Double Summer Time ended on Saturday August 8th 1942, the same day that it was announced that women between the ages of 20 and 45 were to be called up.  [1]

The loss of aircraft carrier HMS Eagle was announced on Wednesday August 12th 1942 followed by the loss of the Devonport commissioned destroyer HMS Foresight on Wednesday August 19th 1942.  [1]

On Tuesday August 25th 1942 HRH the Duke of Kent, a frequent visitor to Plymouth, was killed on active service while on a flight to Iceland.  [1]

The President of Poland visited Plymouth on Sunday August 30th 1942 and met officers and men of the Polish Navy who had distinguished themselves on convey escort duties.  [1]

Gas decontamination demonstrations were to take place in Hamilton Street, Keyham Barton, on September 23rd and 30th 1942.  [5a]

After Saturday September 26th 1942 it was impossible to enjoy an ice cream during the interval in a Gaumont cinema.  The sale of ice creams in their premises was not restored until March 1945.  Chocolates were still available - but only for six months.  [6]

On Tuesday November 3rd 1942 Plymouth-born merchant seaman Duncan Alexander Scott-Ford, aged 21, was hanged at Wandsworth Gaol for treachery.  [7]

Lord Astor was elected to his fourth term of office as Lord Mayor on Monday November 9th 1942.  [7]

The Freedom of Plymouth was presented by Lord Astor to Field-Marshal Smuts at South Africa House in London on Thursday November 12th 1942.  [7]

Church bells were rung throughout the country on Sunday November 15th 1942 to celebrate the success of the forces of the Empire and Allies in the Battle of Egypt.  [7]

On Sunday November 22nd 1942 the milk ration for non-priority consumers was reduced to two pints a week.  [7]

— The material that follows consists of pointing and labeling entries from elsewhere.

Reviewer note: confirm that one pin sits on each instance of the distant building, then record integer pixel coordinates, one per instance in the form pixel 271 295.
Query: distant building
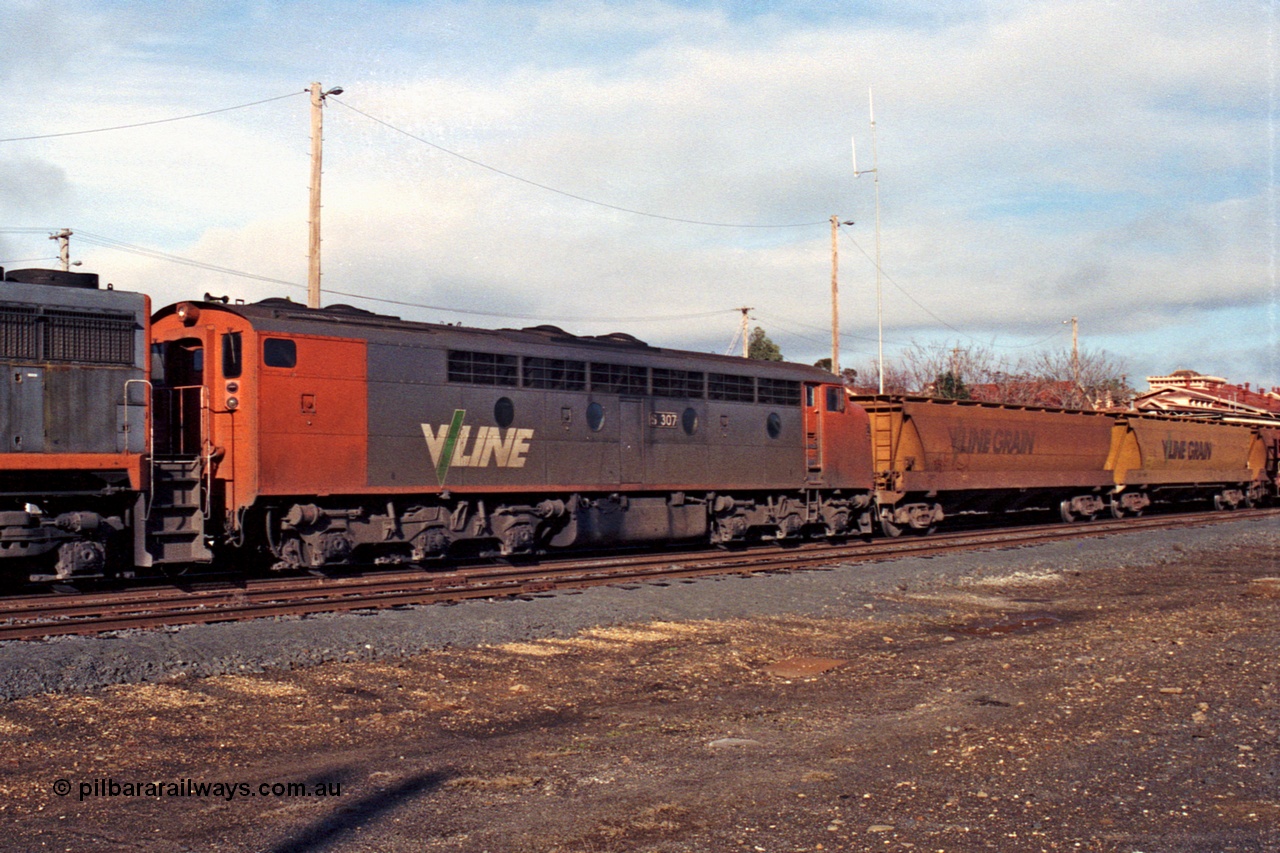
pixel 1189 392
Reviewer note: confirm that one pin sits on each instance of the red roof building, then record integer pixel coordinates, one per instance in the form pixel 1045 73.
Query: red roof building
pixel 1189 392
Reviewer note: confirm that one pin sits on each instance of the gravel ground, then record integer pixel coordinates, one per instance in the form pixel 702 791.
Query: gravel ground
pixel 74 664
pixel 1110 694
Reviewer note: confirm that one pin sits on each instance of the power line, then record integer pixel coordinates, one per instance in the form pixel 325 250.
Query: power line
pixel 920 305
pixel 108 242
pixel 126 127
pixel 571 195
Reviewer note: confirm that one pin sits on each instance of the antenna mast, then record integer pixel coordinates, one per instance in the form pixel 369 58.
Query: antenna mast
pixel 880 302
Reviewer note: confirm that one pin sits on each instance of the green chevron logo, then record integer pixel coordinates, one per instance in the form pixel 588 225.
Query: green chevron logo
pixel 453 446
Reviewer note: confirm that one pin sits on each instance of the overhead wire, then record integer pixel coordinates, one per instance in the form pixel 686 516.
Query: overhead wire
pixel 108 242
pixel 566 194
pixel 922 306
pixel 176 118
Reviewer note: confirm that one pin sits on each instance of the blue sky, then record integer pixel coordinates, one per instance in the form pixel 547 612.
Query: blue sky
pixel 1038 162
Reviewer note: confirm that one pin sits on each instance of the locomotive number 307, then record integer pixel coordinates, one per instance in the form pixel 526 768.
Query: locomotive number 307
pixel 663 419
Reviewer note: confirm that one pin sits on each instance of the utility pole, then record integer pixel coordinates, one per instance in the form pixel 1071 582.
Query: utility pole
pixel 64 247
pixel 1075 351
pixel 835 296
pixel 314 238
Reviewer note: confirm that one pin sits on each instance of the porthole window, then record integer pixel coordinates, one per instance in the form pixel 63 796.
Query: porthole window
pixel 595 416
pixel 504 413
pixel 689 420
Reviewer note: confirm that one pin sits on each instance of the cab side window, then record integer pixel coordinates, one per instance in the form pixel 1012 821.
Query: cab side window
pixel 835 398
pixel 279 352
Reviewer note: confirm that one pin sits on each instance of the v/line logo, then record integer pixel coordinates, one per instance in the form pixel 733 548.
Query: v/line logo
pixel 452 446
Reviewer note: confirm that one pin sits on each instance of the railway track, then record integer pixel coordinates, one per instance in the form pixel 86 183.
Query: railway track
pixel 53 615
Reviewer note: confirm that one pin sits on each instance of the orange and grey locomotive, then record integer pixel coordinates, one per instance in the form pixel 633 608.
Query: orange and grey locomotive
pixel 338 436
pixel 73 424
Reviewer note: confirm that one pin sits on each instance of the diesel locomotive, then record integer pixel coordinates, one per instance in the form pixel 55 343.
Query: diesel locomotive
pixel 309 438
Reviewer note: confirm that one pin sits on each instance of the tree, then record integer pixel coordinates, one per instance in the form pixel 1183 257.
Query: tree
pixel 969 372
pixel 950 386
pixel 762 349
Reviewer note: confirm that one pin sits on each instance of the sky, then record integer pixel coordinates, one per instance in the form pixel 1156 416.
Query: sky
pixel 656 167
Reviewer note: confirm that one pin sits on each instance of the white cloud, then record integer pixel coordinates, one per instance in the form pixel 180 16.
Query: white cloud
pixel 1038 160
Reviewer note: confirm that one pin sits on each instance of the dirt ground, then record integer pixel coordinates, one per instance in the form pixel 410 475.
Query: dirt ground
pixel 1119 708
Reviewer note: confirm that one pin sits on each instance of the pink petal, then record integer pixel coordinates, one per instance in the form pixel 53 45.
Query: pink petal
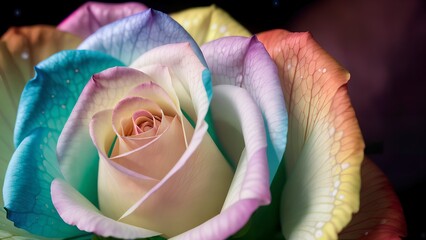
pixel 77 210
pixel 380 215
pixel 325 146
pixel 234 108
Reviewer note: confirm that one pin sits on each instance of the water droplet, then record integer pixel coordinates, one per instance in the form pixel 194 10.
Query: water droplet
pixel 275 3
pixel 319 225
pixel 25 55
pixel 318 233
pixel 239 80
pixel 336 184
pixel 18 12
pixel 222 29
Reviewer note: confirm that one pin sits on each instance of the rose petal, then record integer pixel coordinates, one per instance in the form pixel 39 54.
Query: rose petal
pixel 29 45
pixel 209 23
pixel 46 103
pixel 231 108
pixel 128 38
pixel 91 16
pixel 244 62
pixel 325 146
pixel 112 176
pixel 76 210
pixel 20 49
pixel 186 72
pixel 26 190
pixel 186 196
pixel 144 158
pixel 75 148
pixel 11 85
pixel 380 215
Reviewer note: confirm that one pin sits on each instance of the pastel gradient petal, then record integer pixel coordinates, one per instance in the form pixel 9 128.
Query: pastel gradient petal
pixel 26 190
pixel 231 108
pixel 29 45
pixel 75 147
pixel 209 23
pixel 45 105
pixel 325 146
pixel 380 215
pixel 186 71
pixel 244 62
pixel 128 38
pixel 91 16
pixel 20 49
pixel 77 210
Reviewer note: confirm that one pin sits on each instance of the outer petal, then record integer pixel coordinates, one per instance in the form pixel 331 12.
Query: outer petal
pixel 20 49
pixel 91 16
pixel 30 45
pixel 46 102
pixel 325 146
pixel 26 189
pixel 244 62
pixel 209 23
pixel 380 215
pixel 233 108
pixel 78 211
pixel 128 38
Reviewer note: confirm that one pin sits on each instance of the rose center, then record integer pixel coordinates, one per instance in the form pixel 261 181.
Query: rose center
pixel 143 121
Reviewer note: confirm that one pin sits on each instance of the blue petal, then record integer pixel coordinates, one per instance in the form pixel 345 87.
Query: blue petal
pixel 26 190
pixel 46 103
pixel 128 38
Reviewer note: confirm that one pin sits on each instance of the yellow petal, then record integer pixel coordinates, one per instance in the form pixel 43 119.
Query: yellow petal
pixel 325 147
pixel 209 23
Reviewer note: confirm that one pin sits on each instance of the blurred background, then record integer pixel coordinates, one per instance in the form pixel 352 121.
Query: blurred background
pixel 382 43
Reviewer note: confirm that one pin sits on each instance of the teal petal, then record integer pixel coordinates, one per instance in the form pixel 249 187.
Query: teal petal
pixel 128 38
pixel 26 190
pixel 46 103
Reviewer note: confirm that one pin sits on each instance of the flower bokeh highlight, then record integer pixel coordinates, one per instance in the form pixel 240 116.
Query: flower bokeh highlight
pixel 326 180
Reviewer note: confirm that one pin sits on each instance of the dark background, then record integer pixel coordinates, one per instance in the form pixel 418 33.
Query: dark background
pixel 382 43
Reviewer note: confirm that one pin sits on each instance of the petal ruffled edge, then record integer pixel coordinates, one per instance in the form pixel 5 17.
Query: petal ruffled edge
pixel 325 145
pixel 91 16
pixel 381 215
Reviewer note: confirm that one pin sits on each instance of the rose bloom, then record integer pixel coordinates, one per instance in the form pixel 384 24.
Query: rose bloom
pixel 182 126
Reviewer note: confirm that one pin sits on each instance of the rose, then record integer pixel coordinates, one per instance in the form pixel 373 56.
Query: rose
pixel 361 214
pixel 171 77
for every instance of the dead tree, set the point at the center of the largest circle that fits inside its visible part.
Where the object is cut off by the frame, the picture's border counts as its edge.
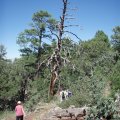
(56, 58)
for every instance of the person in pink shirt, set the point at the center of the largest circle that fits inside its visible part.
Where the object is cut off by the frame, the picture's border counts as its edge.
(19, 110)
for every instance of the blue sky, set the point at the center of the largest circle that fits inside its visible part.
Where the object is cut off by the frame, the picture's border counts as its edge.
(91, 15)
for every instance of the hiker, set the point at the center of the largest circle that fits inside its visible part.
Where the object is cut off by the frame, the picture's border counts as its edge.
(19, 110)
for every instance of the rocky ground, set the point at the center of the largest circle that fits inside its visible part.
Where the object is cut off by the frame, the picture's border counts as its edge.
(50, 111)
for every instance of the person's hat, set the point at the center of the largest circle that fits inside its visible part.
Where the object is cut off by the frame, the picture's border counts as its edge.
(19, 102)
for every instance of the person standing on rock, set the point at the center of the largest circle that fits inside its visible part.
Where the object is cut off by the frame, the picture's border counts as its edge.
(19, 110)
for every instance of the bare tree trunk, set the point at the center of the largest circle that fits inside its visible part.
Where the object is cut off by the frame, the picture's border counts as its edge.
(57, 57)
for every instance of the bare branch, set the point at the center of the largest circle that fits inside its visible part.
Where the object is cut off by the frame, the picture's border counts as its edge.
(74, 35)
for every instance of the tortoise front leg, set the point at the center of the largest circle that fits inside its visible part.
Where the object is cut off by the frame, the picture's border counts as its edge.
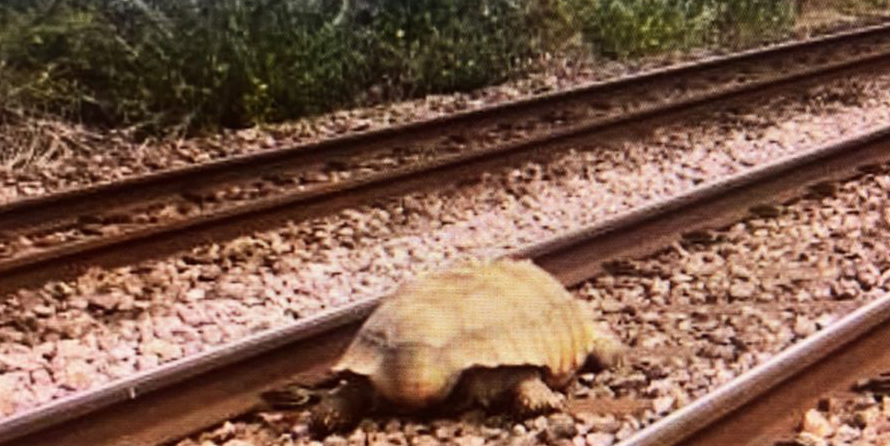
(532, 397)
(342, 408)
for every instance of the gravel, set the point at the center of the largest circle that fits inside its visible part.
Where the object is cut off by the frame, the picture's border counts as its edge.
(860, 416)
(68, 156)
(69, 336)
(816, 260)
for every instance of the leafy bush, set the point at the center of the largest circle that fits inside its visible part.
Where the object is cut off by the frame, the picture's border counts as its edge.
(634, 27)
(157, 63)
(193, 64)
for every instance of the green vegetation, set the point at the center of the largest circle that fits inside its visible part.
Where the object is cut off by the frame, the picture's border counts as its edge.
(165, 65)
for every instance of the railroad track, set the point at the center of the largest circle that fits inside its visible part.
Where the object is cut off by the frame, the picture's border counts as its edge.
(182, 397)
(150, 216)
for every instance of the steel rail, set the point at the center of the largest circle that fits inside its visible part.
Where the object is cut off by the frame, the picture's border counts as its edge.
(174, 179)
(762, 403)
(178, 398)
(159, 240)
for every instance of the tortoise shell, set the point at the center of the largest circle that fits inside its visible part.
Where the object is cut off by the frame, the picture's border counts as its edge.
(419, 341)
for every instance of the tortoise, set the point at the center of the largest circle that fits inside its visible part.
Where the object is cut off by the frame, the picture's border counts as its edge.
(492, 333)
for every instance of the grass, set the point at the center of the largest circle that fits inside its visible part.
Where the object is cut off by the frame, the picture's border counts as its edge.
(183, 66)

The Archbishop of Canterbury visited the City on Wednesday November 25th 1942 and opened the St John Centre at Devonport.  [7]

Church bells were rung on Christmas Day (Friday December 25th) 1942 between 9am and 12 Noon.  [7]


[1]  Doidge’s Western Counties Illustrated Annual, 1943, Western Morning News Co Ltd, Plymouth, 1943.

[2]  “ -- ? – “, Western Evening Herald, Plymouth, January 8th 1942.

[2a]  "Premier Piloted Giant Berwick: Air Record Broken", Western Morning News, Plymouth, January 19th 1942.

[3]  “ -- ? –“, Western Evening Herald, Plymouth, January ….., 1942.

[4]  “Kiddies See Hero-Fathers Decorated: City Firemen and police at Palace”, Western Evening Herald, Plymouth, March 5th 1942.

[5]  “He Brings Down the House!”, Western Evening Herald, Plymouth, March 5th 1942.

[5a]  Plymouth City Council minute number 1749 dated September 18th 1942.

[6]  Eyles, Allen, “Gaumont British Cinemas”, Cinema Theatres Association and the British Film Institute Publishing, London, 1996, ISBN 0-85170-519-7.

[7]  Doidge’s Western Counties Illustrated Annual, 1944, Western Morning News Co Ltd, Plymouth, 1944.